From the analysis of the calibration process for the forest vegetation cover, it was observed that the hydrographs obtained in Iber had a different volume distribution to those of HEC-HMS, where the limb of the ascent of discharges of the HEC-HMS model shows a response earlier in the basin with a lower rate of increase in discharges. However, when comparing the limbs of the descent of discharges and although they present some similarities, the results of Iber are characterized by presenting a lower rate of decrease, prolonging the hydrological response of the basin for a longer time. Consequently, the objective parameters to select the "n" coefficient with better fit were summarized in the peak discharge (Qp) and peak time (Tp).
It can be concluded that, the roughness coefficients obtained for each forest basin after the calibration stage are not a single value, but that a range of variation was obtained as a function of precipitation, preventing the determination of a value or an approximate range for each type of coverage, since even the ranges obtained from a basin compared with another basin of the same type of coverage are inconsistent. Such limitation is associated with the fact that the HEC-HMS model uses a single parameter to determine the response time of the basin, which is the lag time (Tlag) which, in turn, is a function of the concentration-time (Tc) and does not consider the alteration caused in the response times due to the variation of rainfall intensity.
In the analysis of the calibration process for the basins with grassland cover, it was possible to demonstrate that there was no close correlation for basins with medium to low slopes with the typical hydrograph of the SCS (PRF = 484) and although others were resorted to unit type hydrographs for basins with slight to very flat slopes of the SCS, there was no approach in the distribution and response of the hydrograph.

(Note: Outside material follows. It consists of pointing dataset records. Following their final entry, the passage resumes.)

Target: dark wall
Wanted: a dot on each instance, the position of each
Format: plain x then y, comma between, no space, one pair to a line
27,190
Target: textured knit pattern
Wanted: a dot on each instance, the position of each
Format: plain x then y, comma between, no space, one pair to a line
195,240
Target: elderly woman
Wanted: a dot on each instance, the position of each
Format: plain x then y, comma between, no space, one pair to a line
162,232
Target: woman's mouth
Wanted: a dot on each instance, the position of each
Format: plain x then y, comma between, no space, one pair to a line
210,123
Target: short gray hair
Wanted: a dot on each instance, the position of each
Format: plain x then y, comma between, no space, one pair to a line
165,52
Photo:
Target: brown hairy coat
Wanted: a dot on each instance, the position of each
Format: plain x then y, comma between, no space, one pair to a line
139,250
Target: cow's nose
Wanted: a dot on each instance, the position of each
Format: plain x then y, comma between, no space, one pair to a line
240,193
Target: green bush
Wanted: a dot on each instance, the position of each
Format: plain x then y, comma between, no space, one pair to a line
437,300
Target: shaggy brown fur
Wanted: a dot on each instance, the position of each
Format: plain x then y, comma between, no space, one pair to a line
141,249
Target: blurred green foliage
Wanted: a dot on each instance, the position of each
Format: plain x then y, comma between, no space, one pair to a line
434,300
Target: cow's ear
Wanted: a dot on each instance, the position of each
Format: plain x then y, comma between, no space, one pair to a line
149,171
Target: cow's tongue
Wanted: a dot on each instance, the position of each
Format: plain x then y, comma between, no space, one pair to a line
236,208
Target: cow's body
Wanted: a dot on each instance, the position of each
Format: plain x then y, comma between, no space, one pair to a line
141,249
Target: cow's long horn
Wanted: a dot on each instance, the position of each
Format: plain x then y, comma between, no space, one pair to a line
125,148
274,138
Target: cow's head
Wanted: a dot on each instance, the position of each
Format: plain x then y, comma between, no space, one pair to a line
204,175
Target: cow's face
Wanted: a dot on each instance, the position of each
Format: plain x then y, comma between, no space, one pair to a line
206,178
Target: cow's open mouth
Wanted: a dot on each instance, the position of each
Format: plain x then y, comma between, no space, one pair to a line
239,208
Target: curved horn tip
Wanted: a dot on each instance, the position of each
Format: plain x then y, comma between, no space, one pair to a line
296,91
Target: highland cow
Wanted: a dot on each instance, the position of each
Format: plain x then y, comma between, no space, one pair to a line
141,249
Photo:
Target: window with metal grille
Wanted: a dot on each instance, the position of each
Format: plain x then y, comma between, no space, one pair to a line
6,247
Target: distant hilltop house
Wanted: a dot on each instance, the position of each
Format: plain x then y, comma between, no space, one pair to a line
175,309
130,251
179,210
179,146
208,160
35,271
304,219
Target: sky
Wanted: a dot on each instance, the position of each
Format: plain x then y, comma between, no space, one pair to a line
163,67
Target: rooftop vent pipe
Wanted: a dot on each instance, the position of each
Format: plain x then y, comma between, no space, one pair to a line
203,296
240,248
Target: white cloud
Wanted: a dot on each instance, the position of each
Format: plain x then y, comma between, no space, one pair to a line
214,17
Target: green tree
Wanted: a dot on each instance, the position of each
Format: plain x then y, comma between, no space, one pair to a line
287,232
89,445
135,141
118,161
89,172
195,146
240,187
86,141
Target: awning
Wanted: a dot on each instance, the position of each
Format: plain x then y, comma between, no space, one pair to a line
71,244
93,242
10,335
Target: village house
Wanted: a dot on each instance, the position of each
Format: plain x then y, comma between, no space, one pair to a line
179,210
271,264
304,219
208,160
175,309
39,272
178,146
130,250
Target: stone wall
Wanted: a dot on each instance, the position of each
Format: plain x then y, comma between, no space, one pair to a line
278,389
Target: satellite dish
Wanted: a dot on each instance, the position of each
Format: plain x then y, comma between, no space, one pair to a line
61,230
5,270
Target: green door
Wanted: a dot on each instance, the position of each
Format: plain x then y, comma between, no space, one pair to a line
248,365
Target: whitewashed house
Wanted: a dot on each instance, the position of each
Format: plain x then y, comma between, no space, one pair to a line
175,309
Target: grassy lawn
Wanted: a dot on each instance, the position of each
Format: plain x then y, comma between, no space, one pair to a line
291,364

From the calibration of the basins with grasslands and forests, it can be inferred that, under the methodology proposed for this project, it is not possible to perform an adequate calibration for the basins where the average slope of the channel or flow line farthest are medium to low ; It is important to clarify that the only difference in the calibration process between forest and grassland cover ends up being the effective precipitation Pe, which is a function of the assigned CN curve number, which indirectly associates the use and coverage of the basin. In this project, it was identified as a characteristic that the forested basins had considerable slopes, unlike the basins covered with grasslands, where the average and low slopes predominated.
It was possible to demonstrate how the hydrological response in flat basins in the Iber model is more sensitive than with the basins of medium to high slope, before the variation of the construction parameters of the model; as they are mesh size and wet dry limit.
Finally, it was determined that the hydrological response and the volume distribution in the hydrograph obtained with Iber are sensitive to the variation of rain intensity and the roughness coefficient of Manning, these variables being more determinant in the flat basins.